Very quickly his symptoms resolved and on reassessment, palpation of the first rib was tolerable. 

As a treatment progressed I was able to mobilise his first rib with a downward glide on expiration and slowly place the patient's hand down on the bed. 

His response was very quick and all these treatments occurred as a sequence of treatment progressions within one session. It isn't generally recommended that one progresses/changes that many times within one session, but in this case specifically, he wasn't irritable or in severe pain and happy to continue with the progression.

Following the treatment his functional aggravating movements  were pain-free. 

As a home exercise program I encouraged diaphragmatic breathing and self sustained holds over the first rib in an offloaded position. 

How do you explain this to a patient who presents with shoulder pain and the treatment of choice is to raise their leg into the air? Well... he just laughed when I asked about any change in symptoms and he replied "My shoulder pain has completely gone. What did you do?" 

What did I do? I varied away from the standard neurodynamic test. I used the tools from Michael's course to vary the degree of assessment and treatment. I used my new knowledge of convergence and tension dysfunctions to place the patient in a position more suitable for treatment. 

From, Shacklock M, Clinical Neurodynamics, Elsevier, Oxford, 2005.

From, Shacklock M, Clinical Neurodynamics, Elsevier, Oxford, 2005.
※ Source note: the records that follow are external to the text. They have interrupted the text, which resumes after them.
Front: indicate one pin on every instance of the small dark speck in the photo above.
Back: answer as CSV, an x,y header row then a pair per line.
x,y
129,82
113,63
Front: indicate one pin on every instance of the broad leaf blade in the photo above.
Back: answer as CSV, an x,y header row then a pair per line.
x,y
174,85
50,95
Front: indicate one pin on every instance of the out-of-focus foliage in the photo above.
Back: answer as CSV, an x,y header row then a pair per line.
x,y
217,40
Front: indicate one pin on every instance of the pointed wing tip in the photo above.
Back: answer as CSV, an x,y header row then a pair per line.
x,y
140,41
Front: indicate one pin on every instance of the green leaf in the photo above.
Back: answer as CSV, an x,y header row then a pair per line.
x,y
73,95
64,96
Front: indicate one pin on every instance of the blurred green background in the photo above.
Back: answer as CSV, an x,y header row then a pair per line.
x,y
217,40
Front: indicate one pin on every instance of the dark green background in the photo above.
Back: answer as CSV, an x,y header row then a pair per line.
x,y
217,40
Ten key messages from the Neurodynamic Solutions Course

  1. During assessment, if you can exclude neurodynamics as a problem it will make the clinical reasoning process clearer. 
  2. Know where to start and when to stop. 
  3. Neurodynamics does not mean neural tension.
  4. In 96% of healthy individuals there will be a change in symptoms with structural differentiation. This is not considered a false positive test result. It is about how we interpret the positive result to determine if it is a overt or covert response and if it relates to the problem
  5. There are three ways to move a nerve: move the joint it crosses, move the tissue it innervates, or move the interface surrounding it. 
  6. Nerves move in many ways: longitudinal and transverse sliding, elongation, bending and convergence. The nerve will converge (i.e. move towards) towards the joint at which the movement is occurring. 
  7. Structural differentiation is involved in every neurodynamic test and involves movement of a body part away from the area being assessed to evaluate the effect of mechanical force on the nervous system and its impact on the problem/pain.
  8. Using structural differentiation we can safely sequence movements from protective movements to sliders then to tensioners and through to focused movements. 
  9. Nerve palpation is a helpful way to differentiate peripheral from central changes in the nervous system as it gives us information about allodynia and hypersensitivity (generalised vs. specific). Central sensitisation pain will tend to be more generalised while peripheral sensitisation will result in pain in the surrounding tissues only. 
  10. Don't tell patients you are assessing their neural tissues because it can change the outcome of the tests through their beliefs. Have a prepared statement which may sound like this "I am going to perform a movement and see how you respond. You may or may not feeling anything. During the test I want you to tell me if you feel anything and where you feel but do not move to show me. At some point during the test I may ask you to move your head towards or away from me like this (show them side-flexion). Are you happy for me to continue?" 

And that is a small preview of all you can learn about this approach through Neurodynamic Solutions. I hope you found this helpful and that it has demonstrated how one can vary assessment and treatment to suit the patient while still maintaining a neurodynamic approach. 

For further information I would refer you to Shacklock's text book Clinical Neurodynamics


Shacklock, M. (1995). Neurodynamics. Physiotherapy, 81(1), 9-16.

Shacklock, M. O. (2005). Clinical neurodynamics: a new system of musculoskeletal treatment. Elsevier Health Sciences.